Table 6 Reliability analysis

From Table 7, a lack of talent and skills in using IoT devices is the most pressing challenge associated with industry 4.0 and IoT implementation with an RII of 0.5247. Lack of awareness among construction workers was ranked by the respondents as the 2nd most pressing challenge associated with the industry 4.0 and IoT implementation with an RII of 0.5197. Concerns about security, hesitation to undergo radical changes, uncertainties about financial gains, open-source software and multilateral solutions, extra cost of training employees in using IoT devices, high cost of acquiring equipment and regular maintenance and multilingualism, and lack of coordination strategies across various organizational units were ranked as the 3rd, 4th, 5th, 6th, 7th, 8th, and 9th most pressing challenges associated with the industry 4.0 and IoT implementation, each with RII of 0.5182,0.5143, 0.5078, 0.5013, 0.4974, 0.4922, and 0.4610 respectively.
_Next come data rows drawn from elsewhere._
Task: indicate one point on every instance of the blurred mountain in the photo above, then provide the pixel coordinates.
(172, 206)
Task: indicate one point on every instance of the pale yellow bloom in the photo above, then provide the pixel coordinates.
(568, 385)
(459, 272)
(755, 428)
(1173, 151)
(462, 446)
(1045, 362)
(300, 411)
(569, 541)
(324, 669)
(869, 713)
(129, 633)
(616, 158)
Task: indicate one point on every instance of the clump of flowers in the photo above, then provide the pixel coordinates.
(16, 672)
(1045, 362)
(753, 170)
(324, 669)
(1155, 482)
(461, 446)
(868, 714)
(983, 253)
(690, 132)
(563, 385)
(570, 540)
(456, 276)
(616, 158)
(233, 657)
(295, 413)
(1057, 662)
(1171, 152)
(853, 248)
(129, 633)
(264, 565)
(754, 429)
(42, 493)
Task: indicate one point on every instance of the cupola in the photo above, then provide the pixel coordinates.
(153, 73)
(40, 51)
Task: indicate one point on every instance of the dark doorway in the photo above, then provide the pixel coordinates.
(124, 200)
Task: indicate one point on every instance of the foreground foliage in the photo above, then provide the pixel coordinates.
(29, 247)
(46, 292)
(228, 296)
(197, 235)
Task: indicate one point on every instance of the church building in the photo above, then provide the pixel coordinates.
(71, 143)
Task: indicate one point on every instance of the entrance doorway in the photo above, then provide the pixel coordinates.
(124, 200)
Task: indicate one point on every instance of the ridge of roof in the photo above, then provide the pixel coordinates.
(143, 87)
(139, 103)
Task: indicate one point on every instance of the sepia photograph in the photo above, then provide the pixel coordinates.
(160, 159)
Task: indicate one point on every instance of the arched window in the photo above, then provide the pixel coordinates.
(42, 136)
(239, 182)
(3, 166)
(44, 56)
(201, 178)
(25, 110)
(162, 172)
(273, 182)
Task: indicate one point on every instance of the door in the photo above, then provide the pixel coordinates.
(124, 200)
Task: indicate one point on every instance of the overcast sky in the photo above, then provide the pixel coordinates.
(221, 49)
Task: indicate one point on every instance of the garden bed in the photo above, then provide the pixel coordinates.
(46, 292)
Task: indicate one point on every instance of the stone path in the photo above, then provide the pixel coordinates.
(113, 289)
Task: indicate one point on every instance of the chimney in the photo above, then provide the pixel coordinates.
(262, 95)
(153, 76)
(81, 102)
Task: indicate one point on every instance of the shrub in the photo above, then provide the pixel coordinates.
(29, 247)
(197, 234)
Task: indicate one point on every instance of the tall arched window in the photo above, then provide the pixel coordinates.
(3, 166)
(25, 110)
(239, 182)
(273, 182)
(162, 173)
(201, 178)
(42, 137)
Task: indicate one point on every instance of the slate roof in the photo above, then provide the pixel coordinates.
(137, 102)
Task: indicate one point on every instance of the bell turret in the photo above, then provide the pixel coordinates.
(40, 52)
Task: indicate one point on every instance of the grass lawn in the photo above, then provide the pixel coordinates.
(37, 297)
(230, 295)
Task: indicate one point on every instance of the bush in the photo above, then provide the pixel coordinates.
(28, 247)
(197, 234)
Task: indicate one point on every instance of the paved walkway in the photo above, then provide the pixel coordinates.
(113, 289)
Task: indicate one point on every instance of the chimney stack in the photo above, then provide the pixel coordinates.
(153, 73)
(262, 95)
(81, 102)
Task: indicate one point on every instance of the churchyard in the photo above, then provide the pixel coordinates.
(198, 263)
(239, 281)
Table 7 Mean score ranking and RII of challenges associated with the industry 4.0 and IoT implementation

In this section, the survey data was strategically analyzed using a variety of methodologies of analysis that were best suited to the survey at hand (whether it is showing differences or relationships between variables or groups). Using frequency tables and graphs, the respondent profile was initially evaluated. The first objective was to identify some of the construction industry’s emerging industry 4.0 technologies and the Internet of Things. The Cronbach’s alpha coefficient was used to examine the scale’s reliability, and the relative importance index (RII) was used to measure the level of awareness of emerging industry 4.0 technologies and the Internet of Things in the construction sector. The second objective, to identify the benefits of implementing emerging industry 4.0 technologies and the Internet of Things in the construction sector, was also explored using RII, as well as Cronbach’s alpha coefficient for reliability. For the third and final objective, the relevance of identifying the challenges confronting the construction sector in implementing industry 4.0 technology was also determined using RII analysis.

In order to raise awareness, the study identified some emerging IoT and industry 4.0 technologies in the construction industry. It exhibited the most widely used industry 4.0 and IoT technologies in the construction industry. The most common emerging industry 4.0 and IoT technologies, according to the findings, are smart construction, big data and advanced data analytics, and building information modelling (BIM). The study also highlighted that the lesser-known industry 4.0 and IoT technologies are virtual models and simulation and modelling cyber-physical systems. Efforts should be made to improve knowledge of industry 4.0 and IoT technologies in the construction sector, with the less well-known technologies necessitating a greater investment.

According to the findings, the most significant benefits associated with the application of industry 4.0 and IoT technologies are the addition sustainable policy requirement to tendering and economic benefits. This implies that the adoption of these technologies in the construction sector will significantly boost the country’s economy. According to the findings, training and educating professionals about the overall concept of IoT, as well as other design professionals, on the importance of using IoT elements, will aid in the level of adoption. As a result, steps must be taken to mitigate the high cost of IoT devices and training.